December 15, 2008FOR THE RECORD
“Small” Reactor Reviews
There has been much media attention and speculation about the development of small reactors for use in applications other than large-scale power generation. The Nuclear Regulatory Commission has yet to receive any applications for such reactors. When, or if, formal applications are received, they will be subject to a very rigorous review process that will take several years to complete. And submission of an application is no guarantee that the NRC – whose mission is to protect people and the environment – will find any particular design meets the agency’s high safety and security standards.
The NRC is aware that Hyperion and others have proposed building such reactors. Hyperion has advised the NRC it intends to provide technical reports on its proposal in the fall of 2009 as part of a pre-application review. That is only the first step in a process that could take years and years (emphasis added). The licensing of new, small reactors is not just around the corner. The NRC’s attention and resources now are focused on the large-scale reactors being proposed to serve millions of Americans, rather than smaller devices with both limited power production and possible industrial process applications.
In our innovative society it is not unusual for firms like Hyperion and others to propose reactor designs that are radically different from the existing generation of technology. And examining proposals for radically different technology will likely require an exhaustive review before the NRC could approve them as safe for use. Until such time as there is a formal proposal, the NRC will, as directed by Congress, continue to devote the majority of its resources to addressing the current technology base.

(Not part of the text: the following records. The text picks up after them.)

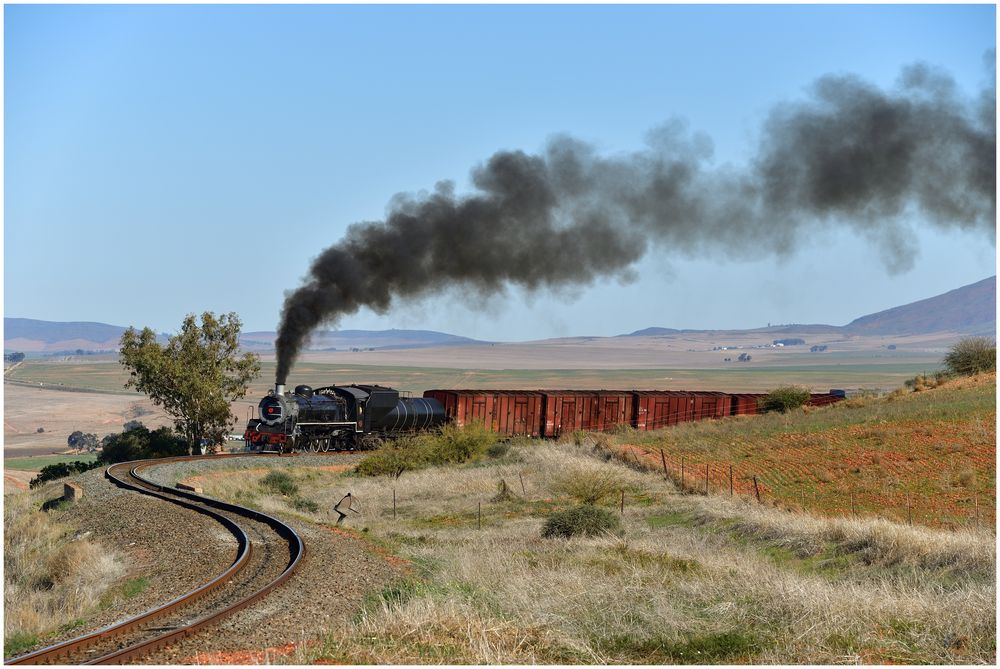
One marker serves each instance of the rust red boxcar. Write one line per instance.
(745, 404)
(510, 412)
(659, 408)
(593, 410)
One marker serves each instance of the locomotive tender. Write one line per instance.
(336, 418)
(357, 416)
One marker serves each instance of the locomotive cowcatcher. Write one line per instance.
(335, 418)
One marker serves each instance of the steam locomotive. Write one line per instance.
(336, 418)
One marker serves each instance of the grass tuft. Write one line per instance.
(583, 520)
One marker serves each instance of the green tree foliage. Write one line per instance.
(449, 445)
(783, 399)
(585, 519)
(82, 441)
(141, 444)
(61, 469)
(194, 376)
(132, 425)
(972, 355)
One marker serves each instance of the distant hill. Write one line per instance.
(651, 332)
(969, 310)
(343, 340)
(34, 336)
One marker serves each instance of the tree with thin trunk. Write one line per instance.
(194, 376)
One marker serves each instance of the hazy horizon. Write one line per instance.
(165, 160)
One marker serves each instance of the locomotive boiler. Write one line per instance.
(334, 418)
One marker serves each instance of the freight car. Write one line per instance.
(358, 416)
(551, 413)
(335, 418)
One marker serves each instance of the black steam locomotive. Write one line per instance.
(335, 418)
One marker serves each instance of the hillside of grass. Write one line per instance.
(926, 457)
(678, 579)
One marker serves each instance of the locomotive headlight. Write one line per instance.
(271, 410)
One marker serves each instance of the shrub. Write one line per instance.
(140, 444)
(783, 399)
(451, 445)
(972, 355)
(281, 483)
(61, 469)
(303, 504)
(392, 459)
(455, 444)
(504, 493)
(588, 486)
(585, 519)
(498, 450)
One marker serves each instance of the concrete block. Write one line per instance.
(72, 492)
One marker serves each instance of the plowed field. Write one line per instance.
(927, 458)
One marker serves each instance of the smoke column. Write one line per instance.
(849, 155)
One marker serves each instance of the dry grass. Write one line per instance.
(52, 577)
(694, 579)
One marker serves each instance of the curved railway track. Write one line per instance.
(268, 552)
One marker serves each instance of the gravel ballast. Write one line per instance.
(176, 550)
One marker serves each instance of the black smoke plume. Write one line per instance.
(850, 155)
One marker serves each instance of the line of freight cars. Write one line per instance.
(550, 413)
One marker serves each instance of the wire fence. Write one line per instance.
(961, 509)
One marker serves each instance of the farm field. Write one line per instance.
(34, 464)
(87, 394)
(926, 457)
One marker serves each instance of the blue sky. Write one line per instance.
(162, 160)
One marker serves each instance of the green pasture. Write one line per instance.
(879, 373)
(34, 464)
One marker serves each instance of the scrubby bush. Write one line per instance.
(61, 469)
(926, 381)
(588, 485)
(783, 399)
(450, 445)
(972, 355)
(586, 519)
(140, 444)
(281, 483)
(454, 444)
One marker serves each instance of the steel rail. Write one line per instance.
(197, 503)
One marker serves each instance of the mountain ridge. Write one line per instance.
(969, 310)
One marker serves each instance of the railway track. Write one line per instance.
(268, 552)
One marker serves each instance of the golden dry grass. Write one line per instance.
(52, 576)
(694, 579)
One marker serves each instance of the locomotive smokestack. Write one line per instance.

Here is my own for the record comment – smaller, simpler reactor power systems are nothing new. There is a long history of deployment and very straightforward physics and thermodynamics that can be used to understand that the main challenges of fission power plant operation are reduced when core sizes and power levels shrink dramatically. Source terms are reduced by factors of ten to several hundred, pressures can be lower, defense in depth can be achieved with less complexity, and passive cooling without off site power can be more readily achieved. Operators can become plant experts more quickly if there are fewer systems to learn and license applications should be able to fit on fewer bookshelves if there are fewer systems that are important to safety.
From a safety point of view, larger systems have no inherent advantages; they might have an advantage in “economy of scale”, but I am pretty sure that is not supposed to be a consideration for the NRC license reviews.
If there is really Congressional language that requires the NRC to push smaller, simpler systems to the back of the line, that language needs to be changed. I am not advocating that innovative systems should slow down the review processes for the Generation III projects; the long lines at the light water reactor checkout line simply mean t
hat there needs to be additional lines opened that are more suited for reviewing the other technologies that might represent leaps forward for US manufacturers. Our system must be open to innovation, otherwise we will become followers. That is not a sound competitive position for a country like the United States to accept.
I hope that you and yours have a happy, healthy, prosperous nuke year.